La Transition écologique est l’autre portefeuille où les gels budgétaires pourraient faire des dégâts.
Les coupes de février avaient déjà ciblé les dépenses en faveur du climat, en sabrant dans les aides à la rénovation énergétique ou dans le Fonds vert.
Ce dernier, créé pour aider à mener des projets de verdissement dans les collectivités locales, voit encore son enveloppe gelée de 400 millions supplémentaires pour les prochaines années.
Au sein des différents programmes budgétaires consacrés à l’écologie, 800 millions d’euros ont été suspendus. Si ces crédits étaient finalement annulés, cela correspondrait à une diminution de l’ordre de 14% du budget en faveur de l’environnement, a souligné le président de la commission des Finances, le député Eric Coquerel (LFI).
Hors dépenses de personnel, c’est même une baisse de 16%, selon nos calculs.
Le programme urbanisme et territoires, qui gère une partie des aides à la rénovation thermique des bâtiments, subit un gel de 456 millions d’euros — soit 369 millions de plus que ce que prévoyait la mise en réserve initiale.
En novembre, Michel Barnier et la nouvelle équipe de Bercy devront trancher sur une annulation complète ou partielle des crédits bloqués.

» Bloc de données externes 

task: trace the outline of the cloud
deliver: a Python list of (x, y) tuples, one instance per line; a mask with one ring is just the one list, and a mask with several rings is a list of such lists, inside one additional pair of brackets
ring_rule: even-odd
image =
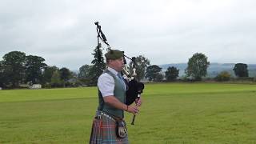
[(99, 21), (113, 48), (152, 64), (255, 63), (256, 2), (252, 0), (100, 0), (0, 2), (0, 56), (12, 50), (78, 70), (90, 64)]

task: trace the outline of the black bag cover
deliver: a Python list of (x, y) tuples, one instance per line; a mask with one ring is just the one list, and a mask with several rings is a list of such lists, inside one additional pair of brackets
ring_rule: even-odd
[(133, 79), (128, 82), (128, 90), (126, 91), (126, 104), (132, 104), (138, 98), (138, 94), (142, 94), (144, 89), (144, 84), (142, 82), (138, 82), (135, 79)]

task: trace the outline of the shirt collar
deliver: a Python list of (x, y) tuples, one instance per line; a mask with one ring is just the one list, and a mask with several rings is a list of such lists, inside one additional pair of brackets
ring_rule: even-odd
[(111, 67), (107, 67), (107, 70), (110, 70), (112, 74), (118, 76), (118, 72)]

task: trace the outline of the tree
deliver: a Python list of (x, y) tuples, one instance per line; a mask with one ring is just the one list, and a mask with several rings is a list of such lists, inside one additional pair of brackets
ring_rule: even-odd
[[(142, 78), (145, 77), (146, 70), (150, 65), (150, 60), (145, 58), (142, 55), (139, 55), (135, 58), (135, 66), (136, 74), (137, 74), (137, 79), (140, 81)], [(130, 61), (129, 63), (129, 70), (130, 73), (133, 73), (133, 62)]]
[(90, 81), (91, 78), (90, 72), (92, 66), (84, 65), (79, 68), (78, 79), (86, 85), (90, 85)]
[(155, 81), (161, 70), (162, 68), (157, 65), (152, 65), (148, 66), (146, 68), (146, 78), (148, 78), (150, 81)]
[(6, 76), (2, 62), (3, 61), (0, 61), (0, 87), (6, 87)]
[(103, 73), (104, 70), (106, 69), (106, 63), (104, 62), (104, 58), (102, 56), (102, 50), (100, 49), (101, 45), (98, 45), (94, 50), (92, 54), (94, 55), (94, 60), (91, 62), (93, 64), (90, 70), (90, 86), (96, 86), (98, 82), (98, 78)]
[(216, 81), (229, 81), (230, 79), (231, 74), (227, 71), (222, 71), (219, 74), (215, 77)]
[(207, 74), (207, 68), (210, 62), (207, 57), (201, 53), (196, 53), (189, 59), (185, 73), (187, 76), (191, 76), (196, 81), (200, 81), (202, 77)]
[(39, 83), (42, 82), (42, 71), (47, 65), (43, 62), (45, 59), (42, 57), (28, 55), (26, 57), (26, 81), (32, 83)]
[(54, 87), (58, 87), (62, 85), (60, 74), (58, 70), (55, 70), (51, 77), (51, 86)]
[(179, 70), (174, 66), (168, 67), (166, 71), (166, 78), (167, 81), (174, 81), (178, 77)]
[(161, 73), (157, 74), (157, 76), (155, 77), (156, 82), (162, 82), (163, 80), (163, 75)]
[(79, 68), (78, 78), (90, 78), (90, 71), (92, 68), (92, 66), (90, 65), (83, 65)]
[(51, 77), (54, 71), (58, 71), (58, 68), (55, 66), (46, 66), (42, 72), (42, 79), (44, 83), (50, 83)]
[(8, 78), (6, 83), (11, 83), (13, 87), (18, 86), (25, 78), (26, 54), (20, 51), (11, 51), (2, 58), (3, 73)]
[(63, 67), (59, 70), (60, 78), (63, 82), (63, 86), (66, 86), (66, 82), (71, 78), (71, 72), (69, 69)]
[(247, 65), (245, 63), (237, 63), (233, 69), (237, 77), (248, 77)]

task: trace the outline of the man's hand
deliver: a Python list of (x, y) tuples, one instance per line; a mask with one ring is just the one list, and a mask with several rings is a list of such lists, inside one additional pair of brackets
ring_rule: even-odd
[(128, 106), (128, 110), (126, 110), (129, 113), (132, 113), (134, 114), (136, 114), (138, 113), (139, 110), (138, 109), (137, 106)]
[(135, 99), (135, 103), (136, 103), (136, 106), (142, 106), (142, 98), (136, 98), (136, 99)]

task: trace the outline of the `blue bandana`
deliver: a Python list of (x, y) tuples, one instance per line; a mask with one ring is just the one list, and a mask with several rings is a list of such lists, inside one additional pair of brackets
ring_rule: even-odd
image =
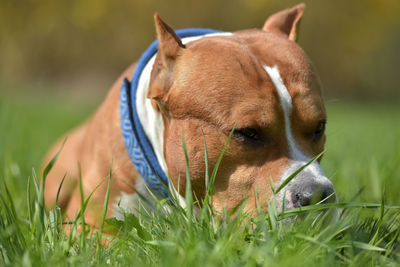
[[(176, 31), (180, 38), (202, 36), (206, 34), (219, 33), (212, 29), (183, 29)], [(142, 71), (149, 60), (157, 53), (158, 41), (154, 41), (150, 47), (140, 57), (135, 71), (133, 72), (132, 82), (125, 79), (121, 87), (120, 116), (121, 129), (126, 149), (129, 156), (146, 181), (147, 186), (163, 198), (170, 197), (168, 193), (168, 177), (161, 168), (156, 154), (143, 126), (139, 120), (136, 110), (136, 92)]]

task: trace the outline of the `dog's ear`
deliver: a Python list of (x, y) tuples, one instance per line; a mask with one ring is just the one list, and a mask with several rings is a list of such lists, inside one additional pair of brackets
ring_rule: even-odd
[(162, 102), (171, 86), (171, 73), (176, 59), (185, 48), (175, 31), (156, 13), (154, 22), (158, 38), (158, 54), (151, 72), (147, 97)]
[(285, 34), (289, 40), (296, 41), (298, 27), (305, 7), (306, 5), (302, 3), (273, 14), (265, 22), (263, 30)]

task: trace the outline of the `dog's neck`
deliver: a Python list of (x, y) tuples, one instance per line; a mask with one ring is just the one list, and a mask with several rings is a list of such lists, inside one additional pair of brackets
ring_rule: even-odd
[[(221, 35), (232, 35), (232, 33), (225, 32), (217, 32), (214, 30), (208, 29), (187, 29), (177, 32), (178, 35), (182, 36), (182, 42), (187, 44), (189, 42), (199, 40), (204, 37), (210, 36), (221, 36)], [(156, 43), (153, 43), (149, 50), (142, 56), (141, 60), (138, 63), (138, 68), (135, 70), (132, 77), (132, 87), (136, 86), (135, 89), (132, 89), (129, 82), (125, 81), (122, 91), (121, 91), (121, 125), (122, 125), (122, 133), (124, 136), (124, 141), (130, 157), (133, 163), (136, 166), (136, 169), (141, 174), (141, 178), (146, 182), (149, 188), (157, 189), (162, 197), (168, 197), (169, 193), (160, 183), (164, 183), (168, 186), (170, 192), (177, 193), (174, 186), (171, 182), (168, 182), (168, 167), (165, 160), (164, 154), (164, 123), (161, 113), (156, 111), (151, 104), (151, 100), (147, 98), (147, 94), (149, 91), (150, 85), (150, 77), (151, 71), (153, 68), (153, 64), (155, 58), (157, 56)], [(146, 58), (143, 61), (143, 57)], [(143, 62), (145, 64), (143, 64)], [(125, 89), (124, 89), (125, 87)], [(124, 94), (127, 93), (128, 100), (126, 102), (131, 104), (132, 109), (137, 114), (137, 117), (134, 114), (126, 117), (126, 108), (124, 108)], [(130, 95), (132, 94), (132, 95)], [(135, 95), (133, 95), (135, 94)], [(134, 102), (134, 103), (133, 103)], [(129, 105), (129, 104), (128, 104)], [(124, 118), (125, 115), (125, 118)], [(137, 119), (135, 120), (136, 117)], [(127, 122), (126, 120), (130, 120)], [(137, 134), (138, 124), (140, 124), (140, 128), (142, 128), (144, 134)], [(133, 133), (134, 132), (134, 133)], [(147, 139), (147, 140), (142, 140)], [(141, 148), (142, 142), (149, 143), (147, 149), (145, 148), (143, 151)], [(138, 145), (138, 143), (140, 143)], [(146, 146), (144, 146), (146, 147)], [(149, 149), (150, 147), (150, 149)], [(139, 153), (136, 153), (139, 151)], [(157, 163), (152, 162), (151, 157), (148, 157), (149, 150), (152, 158)], [(153, 153), (154, 152), (154, 153)], [(138, 159), (138, 155), (143, 155), (146, 159), (141, 160)], [(150, 166), (149, 166), (150, 165)], [(154, 167), (156, 166), (156, 167)], [(158, 170), (157, 170), (158, 168)], [(154, 173), (155, 172), (155, 173)], [(162, 172), (162, 173), (160, 173)], [(146, 174), (150, 173), (149, 177), (146, 177)], [(176, 194), (179, 198), (179, 194)], [(183, 204), (183, 203), (182, 203)]]

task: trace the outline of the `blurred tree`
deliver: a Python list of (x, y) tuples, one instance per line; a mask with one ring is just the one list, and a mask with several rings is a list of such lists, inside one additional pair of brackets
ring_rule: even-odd
[[(328, 95), (400, 95), (398, 0), (306, 0), (300, 44)], [(1, 0), (0, 82), (106, 90), (155, 38), (175, 29), (261, 27), (293, 0)]]

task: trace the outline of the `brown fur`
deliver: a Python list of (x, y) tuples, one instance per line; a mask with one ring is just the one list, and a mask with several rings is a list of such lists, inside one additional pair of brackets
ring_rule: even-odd
[[(237, 129), (258, 129), (262, 142), (255, 145), (232, 139), (215, 182), (214, 206), (217, 210), (232, 209), (248, 197), (246, 209), (252, 210), (256, 191), (260, 203), (267, 206), (270, 177), (277, 182), (290, 157), (283, 110), (263, 65), (279, 66), (293, 99), (292, 131), (301, 149), (310, 156), (322, 151), (325, 137), (318, 142), (311, 140), (318, 123), (326, 119), (320, 84), (304, 51), (294, 42), (303, 9), (304, 5), (299, 5), (274, 14), (264, 30), (205, 37), (186, 46), (155, 16), (160, 44), (148, 97), (162, 112), (165, 159), (175, 187), (180, 177), (181, 193), (186, 185), (182, 132), (189, 149), (192, 188), (202, 198), (205, 165), (200, 129), (207, 141), (212, 170), (237, 123)], [(79, 210), (78, 163), (82, 166), (85, 196), (107, 177), (111, 164), (118, 170), (113, 174), (110, 199), (135, 188), (139, 175), (126, 151), (119, 118), (121, 82), (124, 77), (131, 77), (133, 69), (134, 65), (117, 80), (92, 118), (67, 134), (65, 147), (46, 181), (47, 206), (54, 205), (58, 185), (67, 173), (60, 205), (70, 217)], [(57, 143), (49, 156), (59, 147)], [(86, 217), (91, 224), (98, 222), (105, 190), (103, 183), (90, 201)], [(111, 202), (110, 205), (115, 204)]]

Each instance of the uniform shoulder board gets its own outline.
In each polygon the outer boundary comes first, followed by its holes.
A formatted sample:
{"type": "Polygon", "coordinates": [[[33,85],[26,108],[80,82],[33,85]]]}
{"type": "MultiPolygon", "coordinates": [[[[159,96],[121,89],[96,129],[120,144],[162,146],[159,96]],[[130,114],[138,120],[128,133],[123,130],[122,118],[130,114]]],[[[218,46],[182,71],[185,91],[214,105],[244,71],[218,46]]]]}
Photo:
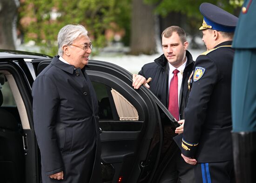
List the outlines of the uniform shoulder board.
{"type": "Polygon", "coordinates": [[[211,50],[208,50],[208,51],[205,51],[203,53],[201,53],[201,54],[200,55],[207,55],[208,53],[210,53],[211,52],[212,52],[213,51],[214,51],[215,50],[216,50],[218,48],[223,48],[223,47],[224,48],[225,48],[225,47],[231,47],[231,45],[224,45],[224,46],[219,46],[217,48],[214,48],[214,49],[212,49],[211,50]]]}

Deux options s’offrent à eux : soit un projet de loi de finances rectificative (PLFR), soit le projet de loi de finances de fin de gestion (PLFG).
Ayant déjà annulé 10 milliards d’euros de crédits en février par décret, le gouvernement ne pourra plus procéder par voie réglementaire. Le montant cumulé des crédits annulés sans passer par le Parlement ne peut en effet dépasser un certain plafond, fixé à 1,5% des crédits ouverts en loi de finances.
Avant de quitter le ministère de l’Economie, Bruno Le Maire avait plaidé pour une annulation totale de ces 16,5 milliards d’euros. Un coup d’effaceur radical qui serait inédit, mais difficilement réalisable dans les faits.
« On ne peut pas annuler l’intégralité de la réserve, il est possible d’annuler 80%, mais cela dépend des dépenses imprévues des ministères en cours d’année », analyse un ancien ministre de Bercy.
Nombre d’entre elles «sont automatiques, notamment les dépenses de personnel, qu’on ne va pas stopper à la fin de l’année», rendant une coupe soudaine quasiment impossible, appuie François Ecalle.
L’année dernière, l’exécutif avait gelé des crédits à hauteur de 14 milliards d’euros, pour n’en annuler que 5 in finelors de la loi de finances de fin de gestion.
Pour l’instant, le nouveau ministre des Comptes publics n’a pas encore dévoilé le tri réservé aux enveloppes gelées. Lors de sa toute première audition devant les députés, Laurent Saint-Martin a laissé entendre que « certains surgels de crédits annoncés par le gouvernement précédent devront être maintenus ».